Collective actions
SUBVERSIVE PRACTICES:
Art under Conditions of Political Repression
60s–80s / South America / Europe
May 30 – August 2, 2009
Idea and Concept
Iris Dressler, Hans D. Christ
Württembergischer Kunstverein Stuttgart
https://www.wkv-stuttgart.de/en/program/2009/exhibitions/subversive/
Collective Actions: Trips out of Town, 1976–2009
Curator: Sabine Hänsgen
Installation as diagramm
24 digital prints of photo documentations (numbered)
16 digital prints of satellite images (numbered)
4 banners with all titles of the Trips out of Town (German / Russian)
24 texts with descriptions of actions in card box (German / Russian, numbered)
2 videos, 1 web presentation (https://conceptualism.letov.ru)

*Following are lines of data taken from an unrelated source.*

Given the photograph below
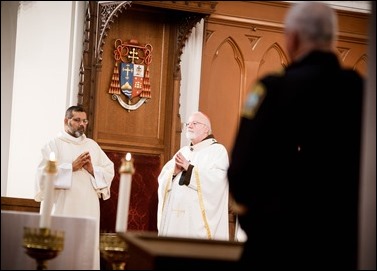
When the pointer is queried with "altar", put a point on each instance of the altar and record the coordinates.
(79, 248)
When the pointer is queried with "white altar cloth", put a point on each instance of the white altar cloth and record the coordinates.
(78, 252)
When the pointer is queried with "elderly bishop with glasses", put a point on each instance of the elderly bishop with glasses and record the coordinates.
(193, 188)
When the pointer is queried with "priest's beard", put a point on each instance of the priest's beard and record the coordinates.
(75, 132)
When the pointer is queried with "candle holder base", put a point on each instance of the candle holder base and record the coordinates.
(42, 244)
(114, 250)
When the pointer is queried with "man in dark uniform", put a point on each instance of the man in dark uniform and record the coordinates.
(294, 170)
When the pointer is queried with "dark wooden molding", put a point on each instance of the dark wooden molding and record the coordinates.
(203, 7)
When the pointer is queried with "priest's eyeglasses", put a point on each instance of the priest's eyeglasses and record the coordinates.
(194, 123)
(78, 120)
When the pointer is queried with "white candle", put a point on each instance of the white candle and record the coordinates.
(126, 170)
(49, 177)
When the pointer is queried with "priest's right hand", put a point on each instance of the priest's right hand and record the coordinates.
(80, 161)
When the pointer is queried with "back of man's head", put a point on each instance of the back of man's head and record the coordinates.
(314, 22)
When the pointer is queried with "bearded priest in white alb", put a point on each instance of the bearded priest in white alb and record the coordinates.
(193, 187)
(84, 173)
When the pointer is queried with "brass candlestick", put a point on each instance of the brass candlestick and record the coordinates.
(114, 250)
(42, 244)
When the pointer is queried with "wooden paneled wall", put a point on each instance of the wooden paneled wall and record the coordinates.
(243, 41)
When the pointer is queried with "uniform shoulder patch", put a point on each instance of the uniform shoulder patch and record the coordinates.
(254, 100)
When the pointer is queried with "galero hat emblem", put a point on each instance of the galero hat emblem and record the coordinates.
(131, 74)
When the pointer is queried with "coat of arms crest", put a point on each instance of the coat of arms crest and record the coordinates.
(131, 74)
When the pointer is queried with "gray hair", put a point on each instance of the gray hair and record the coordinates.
(314, 22)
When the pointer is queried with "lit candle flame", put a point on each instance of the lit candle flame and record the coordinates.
(128, 156)
(52, 156)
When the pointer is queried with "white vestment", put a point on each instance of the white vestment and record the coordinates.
(200, 209)
(77, 193)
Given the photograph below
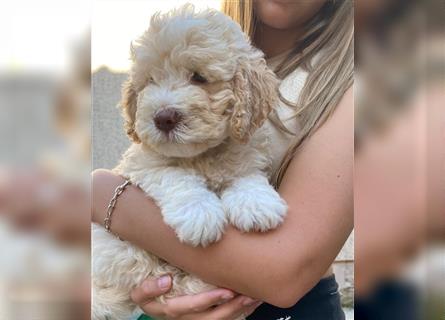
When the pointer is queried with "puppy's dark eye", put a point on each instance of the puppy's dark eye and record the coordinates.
(196, 77)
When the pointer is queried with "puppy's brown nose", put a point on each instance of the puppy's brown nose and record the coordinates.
(167, 119)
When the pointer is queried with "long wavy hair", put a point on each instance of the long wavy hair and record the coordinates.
(330, 36)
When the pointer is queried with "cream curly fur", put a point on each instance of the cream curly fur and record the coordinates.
(209, 171)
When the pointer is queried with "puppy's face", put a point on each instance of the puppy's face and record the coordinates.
(195, 81)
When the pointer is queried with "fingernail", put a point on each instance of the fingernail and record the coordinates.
(249, 301)
(164, 282)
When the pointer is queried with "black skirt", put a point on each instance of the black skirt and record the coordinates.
(321, 303)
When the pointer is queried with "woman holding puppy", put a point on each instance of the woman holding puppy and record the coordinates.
(284, 273)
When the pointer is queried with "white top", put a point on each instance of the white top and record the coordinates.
(290, 89)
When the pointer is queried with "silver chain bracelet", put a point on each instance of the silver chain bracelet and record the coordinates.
(117, 192)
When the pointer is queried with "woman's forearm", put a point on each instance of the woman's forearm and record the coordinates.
(279, 266)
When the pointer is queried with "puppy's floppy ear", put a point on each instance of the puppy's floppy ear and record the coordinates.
(129, 106)
(255, 89)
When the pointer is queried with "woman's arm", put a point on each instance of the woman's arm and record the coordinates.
(279, 266)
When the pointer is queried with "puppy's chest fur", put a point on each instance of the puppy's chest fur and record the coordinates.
(219, 166)
(229, 161)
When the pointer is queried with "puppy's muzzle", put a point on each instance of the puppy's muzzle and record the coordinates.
(167, 119)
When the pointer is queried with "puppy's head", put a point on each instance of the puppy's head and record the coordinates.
(195, 81)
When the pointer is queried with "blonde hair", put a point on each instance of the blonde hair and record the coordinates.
(329, 36)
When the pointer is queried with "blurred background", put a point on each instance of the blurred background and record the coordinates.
(50, 58)
(399, 177)
(110, 64)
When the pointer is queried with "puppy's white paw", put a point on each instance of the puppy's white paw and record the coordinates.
(198, 220)
(253, 205)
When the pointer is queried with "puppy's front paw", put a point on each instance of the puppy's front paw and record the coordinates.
(198, 220)
(253, 205)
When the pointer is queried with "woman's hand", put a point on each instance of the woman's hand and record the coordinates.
(221, 304)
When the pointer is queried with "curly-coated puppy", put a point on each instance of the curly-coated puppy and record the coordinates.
(196, 98)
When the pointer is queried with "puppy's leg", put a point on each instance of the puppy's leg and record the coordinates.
(252, 204)
(194, 212)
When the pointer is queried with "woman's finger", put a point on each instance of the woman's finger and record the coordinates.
(233, 309)
(185, 305)
(151, 288)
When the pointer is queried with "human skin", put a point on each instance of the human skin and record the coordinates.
(287, 261)
(280, 24)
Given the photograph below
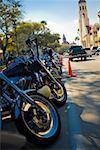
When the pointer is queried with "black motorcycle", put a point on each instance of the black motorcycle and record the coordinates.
(34, 115)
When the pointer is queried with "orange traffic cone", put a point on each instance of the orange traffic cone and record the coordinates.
(70, 74)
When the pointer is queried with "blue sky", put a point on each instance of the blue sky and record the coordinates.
(61, 15)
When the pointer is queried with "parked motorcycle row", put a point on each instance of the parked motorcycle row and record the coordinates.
(31, 90)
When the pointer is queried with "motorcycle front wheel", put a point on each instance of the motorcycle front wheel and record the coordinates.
(39, 124)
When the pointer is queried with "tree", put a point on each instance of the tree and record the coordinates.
(43, 34)
(9, 15)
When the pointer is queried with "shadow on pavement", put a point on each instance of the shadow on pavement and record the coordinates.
(81, 134)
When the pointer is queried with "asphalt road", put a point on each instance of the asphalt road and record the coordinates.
(80, 116)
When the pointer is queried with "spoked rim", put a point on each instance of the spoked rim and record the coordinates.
(42, 126)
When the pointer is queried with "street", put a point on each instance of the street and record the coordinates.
(80, 116)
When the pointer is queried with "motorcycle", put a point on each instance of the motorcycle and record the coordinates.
(58, 90)
(52, 64)
(34, 115)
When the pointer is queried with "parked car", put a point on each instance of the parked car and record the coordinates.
(77, 52)
(93, 49)
(88, 51)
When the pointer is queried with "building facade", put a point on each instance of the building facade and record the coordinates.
(89, 35)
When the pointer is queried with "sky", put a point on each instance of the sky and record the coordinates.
(60, 15)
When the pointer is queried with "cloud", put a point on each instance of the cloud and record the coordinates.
(67, 28)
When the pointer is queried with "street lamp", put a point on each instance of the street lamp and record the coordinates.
(99, 15)
(14, 26)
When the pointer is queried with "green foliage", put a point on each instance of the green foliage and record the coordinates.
(23, 31)
(9, 16)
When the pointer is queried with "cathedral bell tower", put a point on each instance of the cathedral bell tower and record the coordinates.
(84, 24)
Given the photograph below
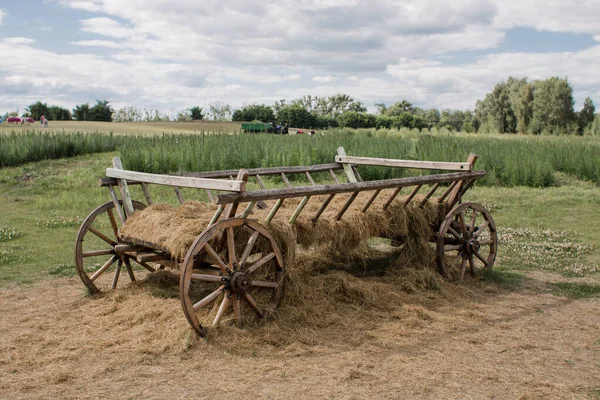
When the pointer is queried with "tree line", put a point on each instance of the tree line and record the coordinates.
(513, 106)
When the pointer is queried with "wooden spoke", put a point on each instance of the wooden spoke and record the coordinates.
(463, 226)
(129, 269)
(208, 299)
(263, 284)
(237, 311)
(206, 278)
(101, 235)
(213, 254)
(103, 268)
(222, 308)
(250, 300)
(483, 260)
(260, 263)
(249, 247)
(472, 264)
(113, 222)
(480, 229)
(95, 253)
(231, 249)
(463, 268)
(117, 274)
(473, 218)
(456, 247)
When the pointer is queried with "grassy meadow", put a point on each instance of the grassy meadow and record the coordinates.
(543, 192)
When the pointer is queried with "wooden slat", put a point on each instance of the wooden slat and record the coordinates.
(388, 162)
(172, 180)
(323, 207)
(371, 200)
(299, 210)
(346, 206)
(347, 167)
(147, 194)
(392, 197)
(301, 191)
(285, 180)
(179, 195)
(125, 195)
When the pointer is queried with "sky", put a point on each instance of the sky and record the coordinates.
(174, 54)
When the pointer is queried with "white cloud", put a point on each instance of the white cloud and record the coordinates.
(99, 43)
(18, 40)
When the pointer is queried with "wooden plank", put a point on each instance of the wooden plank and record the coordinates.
(347, 166)
(334, 176)
(392, 197)
(285, 180)
(115, 199)
(301, 191)
(323, 207)
(371, 200)
(388, 162)
(346, 206)
(125, 195)
(172, 180)
(147, 194)
(178, 193)
(299, 210)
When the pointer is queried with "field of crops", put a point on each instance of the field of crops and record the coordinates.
(509, 160)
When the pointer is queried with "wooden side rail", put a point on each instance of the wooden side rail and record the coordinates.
(387, 162)
(178, 181)
(301, 191)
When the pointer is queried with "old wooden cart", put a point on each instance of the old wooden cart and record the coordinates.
(238, 278)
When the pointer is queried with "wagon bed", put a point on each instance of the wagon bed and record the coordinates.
(238, 252)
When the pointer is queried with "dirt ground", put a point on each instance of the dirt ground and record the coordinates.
(465, 341)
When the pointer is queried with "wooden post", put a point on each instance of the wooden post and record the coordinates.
(347, 167)
(125, 195)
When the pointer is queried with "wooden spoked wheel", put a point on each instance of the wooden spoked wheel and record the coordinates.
(98, 263)
(467, 239)
(233, 273)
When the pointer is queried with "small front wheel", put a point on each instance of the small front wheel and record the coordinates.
(467, 236)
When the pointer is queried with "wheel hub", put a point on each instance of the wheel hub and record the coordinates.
(239, 282)
(473, 246)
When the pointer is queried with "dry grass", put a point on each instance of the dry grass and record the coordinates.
(458, 341)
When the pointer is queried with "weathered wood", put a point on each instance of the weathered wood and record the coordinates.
(429, 194)
(323, 207)
(178, 193)
(333, 176)
(273, 211)
(115, 200)
(147, 194)
(341, 213)
(310, 179)
(454, 195)
(387, 162)
(347, 167)
(392, 197)
(125, 195)
(181, 181)
(371, 200)
(301, 191)
(412, 194)
(299, 209)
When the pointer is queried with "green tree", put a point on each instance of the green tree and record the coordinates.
(196, 113)
(553, 107)
(101, 111)
(586, 116)
(37, 109)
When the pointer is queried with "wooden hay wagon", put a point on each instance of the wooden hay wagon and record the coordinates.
(231, 252)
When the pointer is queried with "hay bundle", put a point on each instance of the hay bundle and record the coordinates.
(175, 228)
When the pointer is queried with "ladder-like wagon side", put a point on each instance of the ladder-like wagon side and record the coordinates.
(466, 230)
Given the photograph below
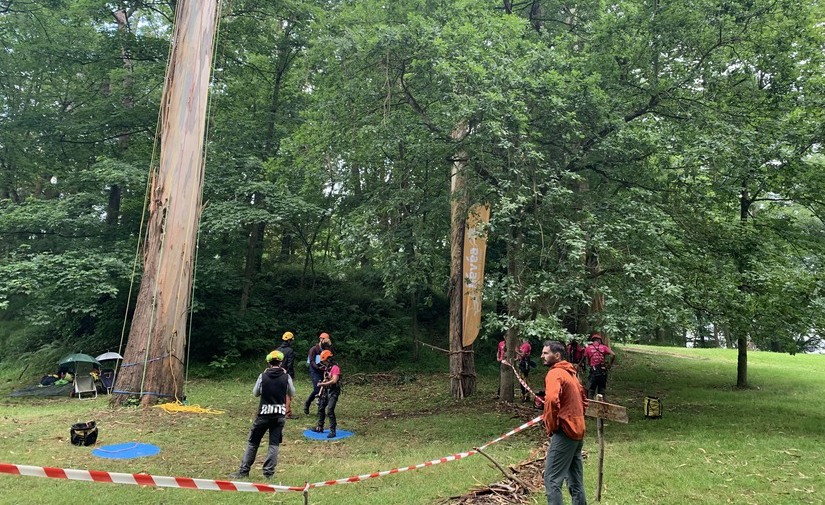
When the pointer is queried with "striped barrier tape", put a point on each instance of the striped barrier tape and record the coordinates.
(141, 479)
(224, 485)
(453, 457)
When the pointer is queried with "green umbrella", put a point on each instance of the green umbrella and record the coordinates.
(78, 358)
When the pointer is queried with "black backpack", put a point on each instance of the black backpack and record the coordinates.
(653, 407)
(83, 433)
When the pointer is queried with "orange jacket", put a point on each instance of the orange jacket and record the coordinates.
(564, 402)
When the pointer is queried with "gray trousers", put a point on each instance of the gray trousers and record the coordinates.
(275, 425)
(564, 461)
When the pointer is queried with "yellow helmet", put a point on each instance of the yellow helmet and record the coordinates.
(275, 356)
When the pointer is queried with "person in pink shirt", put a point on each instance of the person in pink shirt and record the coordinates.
(330, 389)
(599, 358)
(523, 357)
(500, 355)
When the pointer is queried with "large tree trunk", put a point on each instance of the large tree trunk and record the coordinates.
(154, 357)
(462, 364)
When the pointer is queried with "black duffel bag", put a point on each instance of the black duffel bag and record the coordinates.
(83, 433)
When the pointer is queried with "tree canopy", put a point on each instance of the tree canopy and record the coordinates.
(654, 169)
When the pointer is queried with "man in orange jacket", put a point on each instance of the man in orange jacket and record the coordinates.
(564, 404)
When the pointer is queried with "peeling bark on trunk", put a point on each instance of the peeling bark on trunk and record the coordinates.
(462, 364)
(153, 365)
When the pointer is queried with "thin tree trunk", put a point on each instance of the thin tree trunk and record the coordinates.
(741, 263)
(508, 382)
(153, 362)
(254, 258)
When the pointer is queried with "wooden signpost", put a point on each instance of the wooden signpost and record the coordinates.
(602, 410)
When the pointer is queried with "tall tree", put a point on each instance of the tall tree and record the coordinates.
(157, 338)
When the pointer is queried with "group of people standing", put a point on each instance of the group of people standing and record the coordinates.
(565, 401)
(276, 389)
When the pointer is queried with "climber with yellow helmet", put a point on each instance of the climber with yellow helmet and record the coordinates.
(289, 354)
(274, 387)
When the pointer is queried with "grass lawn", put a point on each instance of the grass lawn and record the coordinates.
(714, 445)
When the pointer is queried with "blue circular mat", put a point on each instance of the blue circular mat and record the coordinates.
(128, 450)
(339, 434)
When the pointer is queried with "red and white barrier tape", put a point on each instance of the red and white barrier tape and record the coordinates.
(140, 479)
(454, 457)
(224, 485)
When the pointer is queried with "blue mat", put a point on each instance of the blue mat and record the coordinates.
(339, 434)
(128, 450)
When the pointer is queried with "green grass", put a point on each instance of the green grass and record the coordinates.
(715, 444)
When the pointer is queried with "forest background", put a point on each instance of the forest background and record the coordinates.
(654, 172)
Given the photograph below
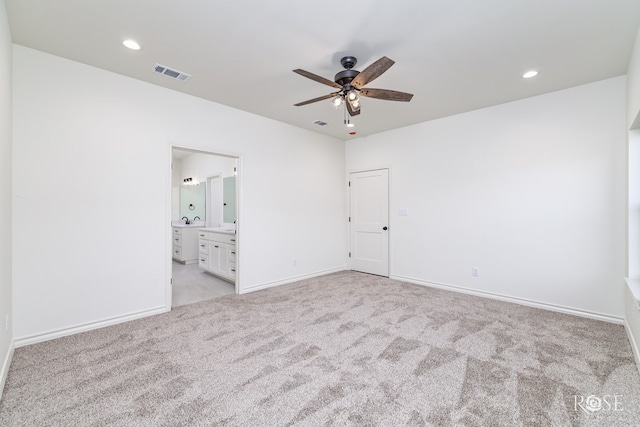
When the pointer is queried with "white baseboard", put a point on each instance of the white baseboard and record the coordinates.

The performances by the group Collective Actions played a significant role in the
development of an alternative space for communication in Russian-Soviet culture during late communism. They facilitated the self-organization of a subcultural art scene apart from the state-controlled cultural sector, access to which was regulated by strict
censorship policies.
In relation to the rhetorics of power characterizing official political rituals—as carried
out in the symbolically charged architectural space of the metropolis of Moscow—it was an ironic effect that was manifested by the Collective Actions. The common objective of the “Trips out of Town,” having taken place since 1976, is the collaborative journey of a group of participants into the rural countryside around Moscow—usually into a wide, empty field, that is, away from the metropolitan sphere imbued with symbols and into an “empty” natural space. Often a field of untouched snow has been the stage for Minimalist actions that fathom elementary spatiotemporal structures of perception and provoke a range of different interpretations through their enigmatic nature. The white field—referencing the suprematist tradition of Kazimir Malevich, the white paintings by Ilya Kabakov, or Martin Heidegger’s “clearing”—becomes a demonstration space for the artists and a place of perception and reflection for the participants.
For the Collective Actions, the exploration of the Soviet ideological culture of texts,
manifestos, and slogans has not been reduced to the instantaneous perception of a
situation. In fact, the situative gesture of “experience” more closely equates to a new
impulse in an endlessly interpretative spiral in which situation and documentation
enhance each other again and again.
In the exhibition, the “installation as diagram” enables visitors to more thoroughly study the multifaceted documentary materials (descriptive texts, narratives, theoretical
commentary, discussions, drawings, photographs, videos) as an intricate web of
interrelationships, thus making them participants in the process of reconstructing the
action events.
By opening a “planetary” perspective through recent satellite images—upon which the
respective localities where the Collective Actions have taken place over the course of
thirty years are marked—the artistic reflection of ideology and power in late
communism is extended to comprehend contemporary processes of globalization.